As for Sancho, we think him the wisest man we ever read after, except Solomon. Indeed, in the world of Fiction, all the wisdom issues from the mouths of fools—as witness Shakspeare's Falstaff and his fools. There is at least vraisemblance in all this; for, as in the Real world, the philosophers (e. g. our Masters in the art of war) have monopolized all the folly,—where so likely to find the wisdom as among the fools?

We fear our "Little Cannibals" are growing impatient, and may be, a little jealous of our seeming preference for our goats. They are young yet and require nursing. But they are young Herculeses, born with teeth, and if any Abolition serpents attempt to strangle them in the cradle, they'll be apt to get the worst of it. The danger is, however, that the Abolitionists will steal and adopt them—for they are vastly fond of young cannibals, and employ much of their time in sewing and knitting and getting up subscriptions, to send shirts and trowsers to the little fellows away over in Africa, who as indignantly repel them as old King Lear did when he stripped in the storm and resolved to be his "unsophisticated self."

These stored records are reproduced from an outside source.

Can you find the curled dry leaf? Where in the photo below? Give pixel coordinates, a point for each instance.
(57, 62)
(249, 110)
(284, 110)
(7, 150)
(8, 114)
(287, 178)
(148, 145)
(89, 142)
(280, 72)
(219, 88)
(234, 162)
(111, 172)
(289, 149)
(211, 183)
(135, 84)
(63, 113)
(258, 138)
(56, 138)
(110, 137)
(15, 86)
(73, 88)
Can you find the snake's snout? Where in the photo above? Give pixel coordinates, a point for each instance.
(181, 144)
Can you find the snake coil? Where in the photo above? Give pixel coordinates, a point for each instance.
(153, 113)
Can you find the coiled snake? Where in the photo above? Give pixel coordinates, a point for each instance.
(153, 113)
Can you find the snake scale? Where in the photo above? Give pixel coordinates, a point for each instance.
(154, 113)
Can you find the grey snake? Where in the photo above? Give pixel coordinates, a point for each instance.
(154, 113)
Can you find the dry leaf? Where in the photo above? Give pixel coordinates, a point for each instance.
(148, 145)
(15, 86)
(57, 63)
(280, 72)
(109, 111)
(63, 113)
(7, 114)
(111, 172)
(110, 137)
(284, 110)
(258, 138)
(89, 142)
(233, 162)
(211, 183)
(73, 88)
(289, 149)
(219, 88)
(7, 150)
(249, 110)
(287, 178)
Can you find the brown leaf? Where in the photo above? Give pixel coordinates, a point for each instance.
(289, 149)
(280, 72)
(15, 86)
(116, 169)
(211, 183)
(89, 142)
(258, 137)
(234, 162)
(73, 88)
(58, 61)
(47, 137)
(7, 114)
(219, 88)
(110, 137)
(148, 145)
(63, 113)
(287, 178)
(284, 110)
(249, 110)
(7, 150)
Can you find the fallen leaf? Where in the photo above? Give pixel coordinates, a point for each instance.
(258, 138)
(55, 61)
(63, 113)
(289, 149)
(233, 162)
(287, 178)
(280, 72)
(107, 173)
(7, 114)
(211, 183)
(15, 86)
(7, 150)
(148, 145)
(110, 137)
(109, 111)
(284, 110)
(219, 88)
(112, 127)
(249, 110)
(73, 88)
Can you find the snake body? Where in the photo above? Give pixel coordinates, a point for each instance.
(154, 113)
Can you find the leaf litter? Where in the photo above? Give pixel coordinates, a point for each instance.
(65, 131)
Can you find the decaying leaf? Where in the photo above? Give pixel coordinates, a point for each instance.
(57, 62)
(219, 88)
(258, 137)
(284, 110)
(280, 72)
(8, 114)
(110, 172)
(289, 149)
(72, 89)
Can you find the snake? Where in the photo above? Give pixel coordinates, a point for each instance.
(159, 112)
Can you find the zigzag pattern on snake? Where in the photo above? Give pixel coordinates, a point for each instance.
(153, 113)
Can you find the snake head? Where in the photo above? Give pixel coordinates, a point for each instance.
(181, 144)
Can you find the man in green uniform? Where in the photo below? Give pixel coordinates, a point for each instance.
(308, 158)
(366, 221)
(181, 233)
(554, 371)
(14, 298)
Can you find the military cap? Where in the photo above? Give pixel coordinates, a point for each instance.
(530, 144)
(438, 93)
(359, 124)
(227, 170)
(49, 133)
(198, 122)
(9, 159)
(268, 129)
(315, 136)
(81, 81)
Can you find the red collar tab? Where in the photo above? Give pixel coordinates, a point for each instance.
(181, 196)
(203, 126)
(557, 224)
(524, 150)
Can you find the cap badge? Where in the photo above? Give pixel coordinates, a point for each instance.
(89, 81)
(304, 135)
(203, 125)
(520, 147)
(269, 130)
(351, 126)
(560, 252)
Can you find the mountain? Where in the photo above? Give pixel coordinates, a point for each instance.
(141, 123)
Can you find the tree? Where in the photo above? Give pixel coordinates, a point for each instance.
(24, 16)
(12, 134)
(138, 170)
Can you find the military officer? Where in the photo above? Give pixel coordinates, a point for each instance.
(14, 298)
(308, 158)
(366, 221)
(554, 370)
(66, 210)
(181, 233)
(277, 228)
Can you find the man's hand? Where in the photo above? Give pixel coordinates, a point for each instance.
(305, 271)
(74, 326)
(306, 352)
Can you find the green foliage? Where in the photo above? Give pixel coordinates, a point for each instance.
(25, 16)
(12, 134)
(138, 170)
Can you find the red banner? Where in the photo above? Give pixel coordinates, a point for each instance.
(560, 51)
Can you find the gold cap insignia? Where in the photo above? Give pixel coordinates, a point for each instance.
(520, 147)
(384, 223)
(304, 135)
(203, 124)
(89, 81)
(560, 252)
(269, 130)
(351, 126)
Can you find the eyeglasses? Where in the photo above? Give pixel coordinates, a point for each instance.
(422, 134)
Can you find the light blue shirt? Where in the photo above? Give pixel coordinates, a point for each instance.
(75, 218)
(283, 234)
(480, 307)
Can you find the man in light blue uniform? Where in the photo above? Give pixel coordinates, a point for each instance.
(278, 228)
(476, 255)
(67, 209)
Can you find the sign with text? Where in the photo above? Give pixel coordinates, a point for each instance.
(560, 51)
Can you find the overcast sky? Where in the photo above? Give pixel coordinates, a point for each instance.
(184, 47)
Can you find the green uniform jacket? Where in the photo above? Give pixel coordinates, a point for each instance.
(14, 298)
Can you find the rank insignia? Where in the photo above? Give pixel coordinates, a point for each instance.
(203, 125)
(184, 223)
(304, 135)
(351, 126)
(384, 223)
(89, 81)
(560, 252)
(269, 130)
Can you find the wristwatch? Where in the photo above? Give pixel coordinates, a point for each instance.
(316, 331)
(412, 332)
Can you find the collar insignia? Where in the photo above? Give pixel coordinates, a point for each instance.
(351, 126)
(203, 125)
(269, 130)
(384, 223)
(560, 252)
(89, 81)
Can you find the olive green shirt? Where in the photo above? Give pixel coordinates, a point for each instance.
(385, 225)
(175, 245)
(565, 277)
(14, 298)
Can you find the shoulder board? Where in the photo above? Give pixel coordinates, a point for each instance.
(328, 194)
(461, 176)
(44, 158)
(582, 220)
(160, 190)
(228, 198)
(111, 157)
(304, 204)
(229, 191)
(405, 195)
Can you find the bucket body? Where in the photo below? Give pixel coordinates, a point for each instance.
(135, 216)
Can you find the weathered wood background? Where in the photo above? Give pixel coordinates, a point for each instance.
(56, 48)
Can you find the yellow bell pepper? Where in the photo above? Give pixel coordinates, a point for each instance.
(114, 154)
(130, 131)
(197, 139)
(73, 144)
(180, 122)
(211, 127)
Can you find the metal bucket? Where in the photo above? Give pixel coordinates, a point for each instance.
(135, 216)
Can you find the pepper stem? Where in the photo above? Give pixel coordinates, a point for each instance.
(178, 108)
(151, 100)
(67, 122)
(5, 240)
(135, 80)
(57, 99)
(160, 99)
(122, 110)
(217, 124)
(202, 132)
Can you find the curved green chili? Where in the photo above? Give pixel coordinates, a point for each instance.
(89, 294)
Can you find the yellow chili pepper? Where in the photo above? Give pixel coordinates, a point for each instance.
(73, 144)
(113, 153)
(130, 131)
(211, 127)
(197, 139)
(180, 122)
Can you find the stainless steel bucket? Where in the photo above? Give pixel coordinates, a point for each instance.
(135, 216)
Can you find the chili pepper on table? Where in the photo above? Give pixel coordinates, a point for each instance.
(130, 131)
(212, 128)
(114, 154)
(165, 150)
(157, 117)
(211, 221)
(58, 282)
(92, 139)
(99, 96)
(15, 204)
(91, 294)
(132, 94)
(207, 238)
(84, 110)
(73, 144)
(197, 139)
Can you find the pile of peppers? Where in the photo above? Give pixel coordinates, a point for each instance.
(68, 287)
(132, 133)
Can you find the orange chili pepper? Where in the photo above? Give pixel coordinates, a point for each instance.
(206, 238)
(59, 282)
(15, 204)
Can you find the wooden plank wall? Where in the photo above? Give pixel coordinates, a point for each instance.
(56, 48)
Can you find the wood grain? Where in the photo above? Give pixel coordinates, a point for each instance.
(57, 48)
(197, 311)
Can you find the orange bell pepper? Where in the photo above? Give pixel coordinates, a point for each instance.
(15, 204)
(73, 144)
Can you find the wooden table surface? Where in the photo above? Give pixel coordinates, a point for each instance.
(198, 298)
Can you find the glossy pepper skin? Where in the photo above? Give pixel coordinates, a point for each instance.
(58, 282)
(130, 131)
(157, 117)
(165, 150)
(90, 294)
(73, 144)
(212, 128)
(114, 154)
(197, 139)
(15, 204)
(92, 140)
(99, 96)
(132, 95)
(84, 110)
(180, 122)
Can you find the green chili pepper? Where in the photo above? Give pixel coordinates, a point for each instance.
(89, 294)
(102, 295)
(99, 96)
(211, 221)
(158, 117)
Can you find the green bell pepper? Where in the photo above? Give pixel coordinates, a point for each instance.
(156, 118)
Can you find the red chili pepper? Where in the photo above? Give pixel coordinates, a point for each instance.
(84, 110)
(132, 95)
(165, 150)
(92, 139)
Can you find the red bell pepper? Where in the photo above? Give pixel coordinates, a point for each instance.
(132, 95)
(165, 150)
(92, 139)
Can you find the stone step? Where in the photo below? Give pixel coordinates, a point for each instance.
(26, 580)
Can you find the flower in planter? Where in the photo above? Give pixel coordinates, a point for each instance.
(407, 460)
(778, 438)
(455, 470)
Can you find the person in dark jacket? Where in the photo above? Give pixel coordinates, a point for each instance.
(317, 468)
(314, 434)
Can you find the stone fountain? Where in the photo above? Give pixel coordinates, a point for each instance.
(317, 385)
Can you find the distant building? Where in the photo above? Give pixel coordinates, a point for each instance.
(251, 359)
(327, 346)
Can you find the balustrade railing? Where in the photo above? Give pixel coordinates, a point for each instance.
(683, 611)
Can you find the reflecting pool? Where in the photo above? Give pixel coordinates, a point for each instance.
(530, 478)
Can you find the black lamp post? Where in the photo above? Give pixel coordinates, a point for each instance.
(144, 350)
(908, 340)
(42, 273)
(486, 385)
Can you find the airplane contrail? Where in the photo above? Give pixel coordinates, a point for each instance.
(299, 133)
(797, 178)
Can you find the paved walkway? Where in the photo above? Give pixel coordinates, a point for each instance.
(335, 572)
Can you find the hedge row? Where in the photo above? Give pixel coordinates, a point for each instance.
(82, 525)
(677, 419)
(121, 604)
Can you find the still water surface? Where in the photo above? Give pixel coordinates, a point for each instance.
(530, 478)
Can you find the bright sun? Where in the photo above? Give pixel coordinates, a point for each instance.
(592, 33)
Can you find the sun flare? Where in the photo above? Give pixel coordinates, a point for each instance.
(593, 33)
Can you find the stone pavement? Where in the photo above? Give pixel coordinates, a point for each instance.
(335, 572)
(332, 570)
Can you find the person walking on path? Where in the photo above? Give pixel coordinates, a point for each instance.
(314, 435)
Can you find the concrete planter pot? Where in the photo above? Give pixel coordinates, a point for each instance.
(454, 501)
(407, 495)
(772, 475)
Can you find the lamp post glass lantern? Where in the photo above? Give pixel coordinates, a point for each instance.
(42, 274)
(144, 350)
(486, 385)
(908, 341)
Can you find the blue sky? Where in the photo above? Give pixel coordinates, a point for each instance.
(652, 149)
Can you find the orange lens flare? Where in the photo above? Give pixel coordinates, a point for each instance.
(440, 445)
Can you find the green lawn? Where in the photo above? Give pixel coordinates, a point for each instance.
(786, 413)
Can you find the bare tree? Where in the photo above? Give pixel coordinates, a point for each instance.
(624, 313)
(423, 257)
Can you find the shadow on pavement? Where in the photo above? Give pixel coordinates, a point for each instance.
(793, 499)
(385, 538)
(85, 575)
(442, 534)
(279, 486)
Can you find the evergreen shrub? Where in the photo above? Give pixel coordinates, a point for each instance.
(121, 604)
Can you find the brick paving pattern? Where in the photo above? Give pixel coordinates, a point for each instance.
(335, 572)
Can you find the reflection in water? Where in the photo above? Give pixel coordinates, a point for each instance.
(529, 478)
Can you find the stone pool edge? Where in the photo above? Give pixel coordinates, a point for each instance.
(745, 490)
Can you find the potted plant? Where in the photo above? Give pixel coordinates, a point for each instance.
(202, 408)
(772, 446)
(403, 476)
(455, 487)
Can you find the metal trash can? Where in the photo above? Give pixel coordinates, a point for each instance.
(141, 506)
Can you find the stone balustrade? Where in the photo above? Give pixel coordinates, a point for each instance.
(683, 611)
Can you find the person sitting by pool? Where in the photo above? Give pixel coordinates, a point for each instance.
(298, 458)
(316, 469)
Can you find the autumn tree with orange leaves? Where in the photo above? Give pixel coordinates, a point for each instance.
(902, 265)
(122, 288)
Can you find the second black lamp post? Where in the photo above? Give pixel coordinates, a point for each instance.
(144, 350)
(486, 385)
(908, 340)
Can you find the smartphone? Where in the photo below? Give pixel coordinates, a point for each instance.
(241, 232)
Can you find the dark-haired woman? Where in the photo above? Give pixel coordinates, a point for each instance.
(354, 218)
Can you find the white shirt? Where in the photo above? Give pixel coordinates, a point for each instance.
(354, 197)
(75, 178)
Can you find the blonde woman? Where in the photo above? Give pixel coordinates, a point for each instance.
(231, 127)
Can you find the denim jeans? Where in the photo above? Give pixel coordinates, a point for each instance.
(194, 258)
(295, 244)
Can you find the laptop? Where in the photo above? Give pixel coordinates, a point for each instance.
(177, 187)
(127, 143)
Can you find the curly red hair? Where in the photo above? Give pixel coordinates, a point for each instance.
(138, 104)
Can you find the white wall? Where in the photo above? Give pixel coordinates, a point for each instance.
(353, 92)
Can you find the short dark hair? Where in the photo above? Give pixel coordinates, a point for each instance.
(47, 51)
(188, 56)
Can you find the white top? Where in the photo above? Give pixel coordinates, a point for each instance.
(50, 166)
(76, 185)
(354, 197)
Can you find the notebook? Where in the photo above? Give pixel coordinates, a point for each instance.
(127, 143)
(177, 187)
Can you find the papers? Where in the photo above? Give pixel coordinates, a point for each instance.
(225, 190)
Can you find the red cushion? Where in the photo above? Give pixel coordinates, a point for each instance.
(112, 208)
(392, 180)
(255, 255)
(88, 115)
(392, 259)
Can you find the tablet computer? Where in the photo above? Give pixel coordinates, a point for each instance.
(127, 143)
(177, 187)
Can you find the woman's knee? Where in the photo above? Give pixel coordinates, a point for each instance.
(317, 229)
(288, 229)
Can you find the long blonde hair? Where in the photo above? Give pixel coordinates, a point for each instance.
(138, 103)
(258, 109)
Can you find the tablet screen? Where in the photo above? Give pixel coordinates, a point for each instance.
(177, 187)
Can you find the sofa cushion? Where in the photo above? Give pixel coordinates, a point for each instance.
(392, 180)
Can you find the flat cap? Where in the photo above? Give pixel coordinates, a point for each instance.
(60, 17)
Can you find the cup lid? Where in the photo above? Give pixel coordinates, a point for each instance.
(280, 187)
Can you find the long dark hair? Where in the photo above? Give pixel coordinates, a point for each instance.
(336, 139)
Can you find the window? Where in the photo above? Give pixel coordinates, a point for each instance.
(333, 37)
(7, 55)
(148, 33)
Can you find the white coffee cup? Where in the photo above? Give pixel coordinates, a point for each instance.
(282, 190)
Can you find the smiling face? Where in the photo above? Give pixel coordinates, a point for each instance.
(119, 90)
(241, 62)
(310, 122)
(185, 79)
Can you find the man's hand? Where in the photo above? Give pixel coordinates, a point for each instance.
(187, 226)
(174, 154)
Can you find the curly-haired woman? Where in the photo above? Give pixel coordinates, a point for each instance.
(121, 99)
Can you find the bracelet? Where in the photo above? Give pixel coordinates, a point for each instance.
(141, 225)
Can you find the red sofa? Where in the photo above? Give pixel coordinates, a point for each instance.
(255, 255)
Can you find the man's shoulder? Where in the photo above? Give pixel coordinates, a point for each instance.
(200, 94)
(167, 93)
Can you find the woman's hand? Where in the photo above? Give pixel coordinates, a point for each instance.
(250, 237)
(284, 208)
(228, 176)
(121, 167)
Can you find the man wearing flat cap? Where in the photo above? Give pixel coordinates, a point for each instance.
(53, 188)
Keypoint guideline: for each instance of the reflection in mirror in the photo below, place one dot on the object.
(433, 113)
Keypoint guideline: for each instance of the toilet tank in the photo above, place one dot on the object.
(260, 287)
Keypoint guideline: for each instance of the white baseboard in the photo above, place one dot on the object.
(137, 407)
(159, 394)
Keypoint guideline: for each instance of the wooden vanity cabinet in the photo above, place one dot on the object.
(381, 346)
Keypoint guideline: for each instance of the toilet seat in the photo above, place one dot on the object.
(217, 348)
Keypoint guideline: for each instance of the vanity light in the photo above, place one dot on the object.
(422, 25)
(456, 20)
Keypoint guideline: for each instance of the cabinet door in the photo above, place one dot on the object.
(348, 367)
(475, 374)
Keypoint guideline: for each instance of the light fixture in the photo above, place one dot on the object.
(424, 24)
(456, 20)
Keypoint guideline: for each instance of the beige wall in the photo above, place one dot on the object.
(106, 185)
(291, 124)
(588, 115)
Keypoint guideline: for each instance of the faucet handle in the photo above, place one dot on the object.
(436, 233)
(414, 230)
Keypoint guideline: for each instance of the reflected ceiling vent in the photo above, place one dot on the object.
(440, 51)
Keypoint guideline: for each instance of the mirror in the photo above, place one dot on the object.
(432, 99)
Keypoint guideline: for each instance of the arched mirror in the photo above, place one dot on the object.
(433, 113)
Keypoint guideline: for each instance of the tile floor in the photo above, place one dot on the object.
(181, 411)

Now, seeing that the Abolitionists are so devoted to the uncouth, dirty, naked little cannibals of Africa, haven't we good reason to fear that they will run away with and adopt ours, when they come forth neatly dressed in black muslin and all shining with gold from the master hands of Morris and Wynne? They will be sure at least to captivate the hearts of the strong-minded ladies, and if they will treat them well in infancy, we don't know but what, if they will wait till they grow up, we may spare them a husband or two from the number.

Mr. Morris has promised they shall be black as Erebus without, and white as "driven snow" within.

If they can get over the trying time of infancy—if the critics don't smother them in the cradle, the boys will make their own way in the world, and get a name famous as Toussaint or Dessalines.

To be candid with the reader, we have learned lately that the physique of a book is quite as important as its metaphysique—the outside as the inside. Figure, size, proportion, are all to be consulted: for books are now used quite as much for centre table ornaments as for reading. We have a marble one on our centre table that answers the former purpose admirably, because nobody can put puzzling questions about its contents. Now, we must write the exact amount, and no more, to enable Mr. Morris and Mr. Wynne to make our book appear externally "comme il faut." We write this chapter in part for that purpose. The reader would not object to a page, or so, more or less of it, and Mr. Morris and Mr. Wynne will know how to curtail or omit, for they are not only masters of their own trades, but can render us valuable assistance in ours.